9.7 KiB
Mesh topology
Networks
┌─────────────────────────────────────────────┐
│ vps (quinn-vps) — 1984 Hosting, Iceland │
│ WireGuard hub wg 10.9.0.1 │
│ public 89.127.233.145:51820 │
└───────────────┬─────────────────────────────┘
│ wg1 tunnel (AllowedIPs 10.9.0.0/24, 10.0.0.0/24)
┌───────────────────┼───────────────────┐
│ │ │
┌──────┴──────┐ ┌──────┴──────┐ ┌──────┴──────┐
│ apricot │ │ black │ │ plum │
│ wg 10.9.0.2 │ │ wg 10.9.0.4 │ │ wg 10.9.0.3 │
│ lan 10.0.0. │─────│ lan 10.0.0. │ │ macOS, │
│ 116 │ LAN │ 11 │ │ roams │
│ mesh DNS │ │ LAN DNS │ │ (DHCP) │
└─────────────┘ └─────────────┘ └─────────────┘
apricot + black share the home LAN (10.0.0.0/24);
plum joins it only when physically home, else routes via the hub.
- Mesh
10.9.0.0/24— full WireGuard overlay via the Iceland hub. Every host reaches every other by<host>.wgwhile the tunnel is up. - LAN
10.0.0.0/24— apricot + black, plus plum when home. The tunnel also routes this /24, so10.0.0.xworks off-LAN through the hub (higher latency).
DNS responsibilities — and how .wg actually resolves
Two delivery paths, and they serve different consumers. This distinction is load-bearing (a config that renders a record is not the same as a client that can resolve it):
- apricot runs dnsmasq bound to
10.9.0.2:53(the mesh view). Serves the host.wg+.lanrecords frommesh-hosts.json, written bywg-dns-sync. These records are consumed only by clients whose WireGuard config setsDNS=10.9.0.2— i.e. phones. The named hosts (apricot/pear/fennel) do not point their resolver at10.9.0.2, so for them dnsmasq does not answer. - For the named hosts,
.wg/.lanis delivered by the static/etc/hostsblock frommesh-hosts-render --install. Run it on every host that must resolve a peer's name. (Verified: before any install,dscacheutil -q host -a name apricot.wgon fennel returns nothing.) - fennel roams off-LAN where dnsmasq is unreachable, so the static
/etc/hostsblock is its only resolution path then.

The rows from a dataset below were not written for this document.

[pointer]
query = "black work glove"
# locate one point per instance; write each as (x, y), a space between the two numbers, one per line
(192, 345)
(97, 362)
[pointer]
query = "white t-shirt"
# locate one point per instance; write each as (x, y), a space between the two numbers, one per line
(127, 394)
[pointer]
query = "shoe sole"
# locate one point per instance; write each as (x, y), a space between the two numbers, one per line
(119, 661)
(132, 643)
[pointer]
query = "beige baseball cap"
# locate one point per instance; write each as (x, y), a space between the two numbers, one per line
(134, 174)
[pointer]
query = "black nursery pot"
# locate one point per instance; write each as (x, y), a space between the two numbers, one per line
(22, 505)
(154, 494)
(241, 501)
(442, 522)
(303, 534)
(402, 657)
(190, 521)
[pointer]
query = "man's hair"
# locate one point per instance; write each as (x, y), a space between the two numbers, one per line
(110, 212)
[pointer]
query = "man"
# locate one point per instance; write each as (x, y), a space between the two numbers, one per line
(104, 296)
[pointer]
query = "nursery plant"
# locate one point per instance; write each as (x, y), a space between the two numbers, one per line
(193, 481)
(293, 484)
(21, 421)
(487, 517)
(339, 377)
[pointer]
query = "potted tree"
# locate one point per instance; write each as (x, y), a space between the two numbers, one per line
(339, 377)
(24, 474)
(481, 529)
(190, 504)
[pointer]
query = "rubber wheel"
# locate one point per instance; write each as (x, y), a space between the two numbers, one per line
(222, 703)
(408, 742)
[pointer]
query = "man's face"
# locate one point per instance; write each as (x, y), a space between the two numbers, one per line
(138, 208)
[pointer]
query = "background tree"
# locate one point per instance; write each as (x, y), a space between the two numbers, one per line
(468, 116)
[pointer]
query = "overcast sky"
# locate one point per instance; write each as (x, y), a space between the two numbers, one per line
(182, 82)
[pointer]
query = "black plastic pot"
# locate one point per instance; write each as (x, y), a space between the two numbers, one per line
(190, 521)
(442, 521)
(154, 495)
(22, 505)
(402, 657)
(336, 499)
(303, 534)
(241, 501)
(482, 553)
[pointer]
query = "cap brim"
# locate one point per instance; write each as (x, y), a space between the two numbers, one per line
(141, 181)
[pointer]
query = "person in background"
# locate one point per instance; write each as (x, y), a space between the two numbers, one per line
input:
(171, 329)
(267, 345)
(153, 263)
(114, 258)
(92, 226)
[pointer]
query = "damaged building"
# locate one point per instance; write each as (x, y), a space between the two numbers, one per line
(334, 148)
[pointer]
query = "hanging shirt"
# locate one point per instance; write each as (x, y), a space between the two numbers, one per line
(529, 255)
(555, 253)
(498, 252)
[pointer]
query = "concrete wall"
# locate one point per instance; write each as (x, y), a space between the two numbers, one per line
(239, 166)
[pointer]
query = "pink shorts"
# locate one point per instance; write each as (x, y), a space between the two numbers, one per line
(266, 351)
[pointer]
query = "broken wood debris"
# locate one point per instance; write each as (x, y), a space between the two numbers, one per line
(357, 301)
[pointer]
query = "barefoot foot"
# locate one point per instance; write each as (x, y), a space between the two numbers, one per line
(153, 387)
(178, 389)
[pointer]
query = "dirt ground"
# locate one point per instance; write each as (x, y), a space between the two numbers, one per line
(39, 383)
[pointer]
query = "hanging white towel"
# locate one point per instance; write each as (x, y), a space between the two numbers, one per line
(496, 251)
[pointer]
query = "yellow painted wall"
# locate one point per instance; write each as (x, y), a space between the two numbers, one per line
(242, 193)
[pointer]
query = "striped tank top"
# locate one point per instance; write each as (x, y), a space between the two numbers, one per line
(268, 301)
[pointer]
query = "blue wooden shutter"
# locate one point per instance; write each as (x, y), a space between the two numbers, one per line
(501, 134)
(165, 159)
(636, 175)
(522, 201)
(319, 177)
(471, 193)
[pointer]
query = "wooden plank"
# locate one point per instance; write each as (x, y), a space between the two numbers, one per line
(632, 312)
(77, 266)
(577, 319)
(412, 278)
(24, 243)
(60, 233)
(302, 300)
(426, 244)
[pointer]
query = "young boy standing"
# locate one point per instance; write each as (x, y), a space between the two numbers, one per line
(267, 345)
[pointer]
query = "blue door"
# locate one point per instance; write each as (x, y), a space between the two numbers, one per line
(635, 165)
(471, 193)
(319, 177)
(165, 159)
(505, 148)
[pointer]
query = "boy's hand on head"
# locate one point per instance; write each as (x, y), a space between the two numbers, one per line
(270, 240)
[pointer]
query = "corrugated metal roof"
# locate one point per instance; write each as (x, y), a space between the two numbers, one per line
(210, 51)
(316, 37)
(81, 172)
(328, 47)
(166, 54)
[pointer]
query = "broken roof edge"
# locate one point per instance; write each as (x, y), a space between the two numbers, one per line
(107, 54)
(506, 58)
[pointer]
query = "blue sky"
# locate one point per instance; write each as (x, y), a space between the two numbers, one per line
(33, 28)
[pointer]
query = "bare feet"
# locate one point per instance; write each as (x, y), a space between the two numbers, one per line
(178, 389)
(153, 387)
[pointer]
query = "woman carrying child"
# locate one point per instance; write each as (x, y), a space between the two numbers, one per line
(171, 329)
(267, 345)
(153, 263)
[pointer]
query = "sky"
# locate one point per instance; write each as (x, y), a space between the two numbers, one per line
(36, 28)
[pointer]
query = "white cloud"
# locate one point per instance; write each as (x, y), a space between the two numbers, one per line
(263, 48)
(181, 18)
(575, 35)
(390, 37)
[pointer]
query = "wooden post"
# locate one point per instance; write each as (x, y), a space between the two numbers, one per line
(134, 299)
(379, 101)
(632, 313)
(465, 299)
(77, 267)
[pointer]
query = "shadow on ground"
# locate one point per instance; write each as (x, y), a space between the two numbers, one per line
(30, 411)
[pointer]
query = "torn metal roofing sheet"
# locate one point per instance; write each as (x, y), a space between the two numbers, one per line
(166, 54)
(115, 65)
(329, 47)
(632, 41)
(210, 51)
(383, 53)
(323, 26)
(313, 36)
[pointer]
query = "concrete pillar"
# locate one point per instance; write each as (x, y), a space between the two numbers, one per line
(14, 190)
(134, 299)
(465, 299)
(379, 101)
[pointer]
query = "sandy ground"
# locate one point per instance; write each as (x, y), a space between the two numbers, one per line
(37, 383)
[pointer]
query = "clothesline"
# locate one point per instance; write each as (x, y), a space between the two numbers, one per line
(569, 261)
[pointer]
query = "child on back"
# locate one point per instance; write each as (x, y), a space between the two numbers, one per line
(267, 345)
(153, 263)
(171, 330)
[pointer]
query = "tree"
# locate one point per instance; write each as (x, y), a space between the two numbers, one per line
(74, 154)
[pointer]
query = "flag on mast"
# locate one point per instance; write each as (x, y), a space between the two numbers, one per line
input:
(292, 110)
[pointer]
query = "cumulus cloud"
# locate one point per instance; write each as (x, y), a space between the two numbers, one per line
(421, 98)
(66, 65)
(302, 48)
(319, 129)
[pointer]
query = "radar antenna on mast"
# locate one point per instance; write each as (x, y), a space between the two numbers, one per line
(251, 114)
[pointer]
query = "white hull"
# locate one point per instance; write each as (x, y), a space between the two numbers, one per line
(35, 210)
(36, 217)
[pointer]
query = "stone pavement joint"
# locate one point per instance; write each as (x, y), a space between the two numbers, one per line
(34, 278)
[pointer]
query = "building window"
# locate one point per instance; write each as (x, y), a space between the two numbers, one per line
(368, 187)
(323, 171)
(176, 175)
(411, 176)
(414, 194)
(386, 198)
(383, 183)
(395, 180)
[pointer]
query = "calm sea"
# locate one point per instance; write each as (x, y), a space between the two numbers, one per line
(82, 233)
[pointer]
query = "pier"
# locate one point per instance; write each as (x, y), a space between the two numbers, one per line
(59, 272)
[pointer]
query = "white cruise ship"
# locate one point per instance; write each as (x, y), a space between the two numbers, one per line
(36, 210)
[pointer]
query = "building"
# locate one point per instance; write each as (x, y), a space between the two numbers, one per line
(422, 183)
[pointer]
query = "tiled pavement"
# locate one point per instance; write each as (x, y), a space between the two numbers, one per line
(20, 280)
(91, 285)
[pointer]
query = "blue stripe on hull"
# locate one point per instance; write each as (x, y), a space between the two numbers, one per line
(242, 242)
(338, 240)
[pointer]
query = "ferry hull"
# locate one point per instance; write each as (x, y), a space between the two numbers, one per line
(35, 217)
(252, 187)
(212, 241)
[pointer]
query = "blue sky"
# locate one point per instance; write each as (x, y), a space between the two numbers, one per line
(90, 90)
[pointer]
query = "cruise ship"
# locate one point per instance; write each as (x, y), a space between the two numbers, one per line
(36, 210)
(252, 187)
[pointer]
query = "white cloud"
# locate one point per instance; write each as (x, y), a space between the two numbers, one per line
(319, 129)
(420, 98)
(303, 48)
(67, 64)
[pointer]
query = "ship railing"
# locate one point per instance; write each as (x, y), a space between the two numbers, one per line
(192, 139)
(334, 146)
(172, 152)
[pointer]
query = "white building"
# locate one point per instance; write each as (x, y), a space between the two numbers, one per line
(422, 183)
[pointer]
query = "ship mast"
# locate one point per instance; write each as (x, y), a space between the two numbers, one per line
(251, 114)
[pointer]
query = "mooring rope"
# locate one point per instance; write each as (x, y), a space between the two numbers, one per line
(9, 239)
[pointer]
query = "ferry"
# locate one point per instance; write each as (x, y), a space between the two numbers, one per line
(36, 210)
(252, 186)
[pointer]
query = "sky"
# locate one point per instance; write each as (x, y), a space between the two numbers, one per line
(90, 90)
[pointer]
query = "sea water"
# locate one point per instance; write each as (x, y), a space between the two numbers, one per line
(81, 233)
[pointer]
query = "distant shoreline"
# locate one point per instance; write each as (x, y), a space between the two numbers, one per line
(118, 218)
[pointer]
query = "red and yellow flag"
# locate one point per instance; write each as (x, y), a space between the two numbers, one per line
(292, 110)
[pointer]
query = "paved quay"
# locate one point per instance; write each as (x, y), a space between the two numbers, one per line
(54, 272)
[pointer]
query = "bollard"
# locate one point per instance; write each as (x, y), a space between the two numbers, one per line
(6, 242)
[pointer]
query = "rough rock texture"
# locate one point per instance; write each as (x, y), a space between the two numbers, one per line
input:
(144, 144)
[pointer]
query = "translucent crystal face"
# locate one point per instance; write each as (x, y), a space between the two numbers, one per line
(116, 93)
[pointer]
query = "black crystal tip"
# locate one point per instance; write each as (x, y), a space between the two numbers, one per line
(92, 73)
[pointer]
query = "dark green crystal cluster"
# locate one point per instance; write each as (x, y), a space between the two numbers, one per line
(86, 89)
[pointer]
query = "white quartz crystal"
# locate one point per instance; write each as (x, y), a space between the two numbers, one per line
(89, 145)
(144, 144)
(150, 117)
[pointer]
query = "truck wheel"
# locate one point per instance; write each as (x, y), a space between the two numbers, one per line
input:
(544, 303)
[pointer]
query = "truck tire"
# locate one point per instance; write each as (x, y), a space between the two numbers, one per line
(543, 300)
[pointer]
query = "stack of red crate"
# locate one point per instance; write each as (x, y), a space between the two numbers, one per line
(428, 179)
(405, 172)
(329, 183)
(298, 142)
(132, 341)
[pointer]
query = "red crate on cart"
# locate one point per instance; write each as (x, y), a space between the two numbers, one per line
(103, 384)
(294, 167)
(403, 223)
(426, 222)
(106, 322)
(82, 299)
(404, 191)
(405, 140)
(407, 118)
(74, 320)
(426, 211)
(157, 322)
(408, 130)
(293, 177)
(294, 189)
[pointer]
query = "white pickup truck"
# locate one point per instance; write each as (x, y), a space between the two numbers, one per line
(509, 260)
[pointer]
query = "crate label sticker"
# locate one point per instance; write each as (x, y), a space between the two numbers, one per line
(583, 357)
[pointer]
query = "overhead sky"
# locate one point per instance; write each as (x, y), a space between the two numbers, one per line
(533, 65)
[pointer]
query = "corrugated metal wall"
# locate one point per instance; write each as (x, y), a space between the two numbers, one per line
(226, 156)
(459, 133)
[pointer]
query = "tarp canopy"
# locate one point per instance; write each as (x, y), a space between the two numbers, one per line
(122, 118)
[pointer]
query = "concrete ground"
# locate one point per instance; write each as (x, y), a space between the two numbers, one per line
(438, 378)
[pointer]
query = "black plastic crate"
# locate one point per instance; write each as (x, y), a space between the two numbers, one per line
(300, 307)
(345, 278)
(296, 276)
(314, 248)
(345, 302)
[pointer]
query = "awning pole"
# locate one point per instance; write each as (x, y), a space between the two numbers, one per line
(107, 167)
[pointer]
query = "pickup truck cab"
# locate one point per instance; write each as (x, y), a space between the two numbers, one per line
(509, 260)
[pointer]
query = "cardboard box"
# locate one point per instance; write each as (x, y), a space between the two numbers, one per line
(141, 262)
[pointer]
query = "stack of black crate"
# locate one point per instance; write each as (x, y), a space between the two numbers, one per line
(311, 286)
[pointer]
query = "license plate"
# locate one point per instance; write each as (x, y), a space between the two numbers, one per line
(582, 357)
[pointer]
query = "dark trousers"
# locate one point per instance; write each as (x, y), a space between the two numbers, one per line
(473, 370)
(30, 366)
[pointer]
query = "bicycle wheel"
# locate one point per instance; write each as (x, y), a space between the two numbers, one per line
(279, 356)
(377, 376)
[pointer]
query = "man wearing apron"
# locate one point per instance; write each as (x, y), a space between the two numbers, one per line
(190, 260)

The old *.local platform scheme is retired (platform → .com, infra →
.lan); net-tools renders no .local.
Reachability matrix
| from ↓ \ to → | apricot | pear | fennel | yuzu |
|---|---|---|---|---|
| apricot | — | .lan ✦ · .wg |
fennel.wg only |
.wg |
| pear | .lan ✦ · .wg |
— | fennel.wg only |
.wg |
| fennel | .lan ✦ · .wg ⚑ |
.lan ✦ · .wg ⚑ |
— | .wg only |
| yuzu | .wg only |
.wg only |
fennel.wg only |
— |
✦ preferred when co-located on the home LAN · ⚑ plum falls back to .wg when it
roams · plum and vps are only ever reachable inbound via .wg (plum has no
stable LAN IP; vps has no LAN leg).
.wg in this matrix is resolved via each host's static /etc/hosts block
(mesh-hosts-render --install), not via dnsmasq — see DNS responsibilities
above. The dnsmasq .wg records are the phones-only path. So the matrix holds
only once the static block is installed on apricot, black, and plum.
Hub IP note
plum's live wg1.conf endpoint is 89.127.233.145:51820. An older
magic-civilization/scripts/lan/README.md also lists 93.95.231.174 for the
Iceland hub — treat that as stale/secondary unless confirmed against the hub's
own WireGuard config. mesh-hosts.json records only the live .145.
Smart routing daemon (fennel)
smart-lan-router/smart-lan-router.py runs as a root LaunchDaemon on the laptop.
The problem it solves: the wg config's AllowedIPs includes 10.0.0.0/24, so
the tunnel installs a route capturing the entire home LAN. While home, traffic
to home hosts hairpins through the Iceland hub (~350ms) instead of going out the
LAN interface (~5ms). (Measured: apricot 351ms via tunnel → 5.6ms via en0.)
What it does, each cycle:
- Detect location — read the default route's gateway + interface. It's HOME
iff the gateway is
lan.gatewayand its ARP MAC ==lan.gateway_mac(the home gateway's fingerprint). The MAC check is what distinguishes the real home LAN from a visited café network that also happens to use10.0.0.0/24. - Switch the subnet route — HOME →
route 10.0.0.0/24via the LAN interface (direct); AWAY → via the wg mesh interface (so home stays reachable through the tunnel). Re-asserted every cycle, becausewg-quickre-adds the tunnel/24on reconnect.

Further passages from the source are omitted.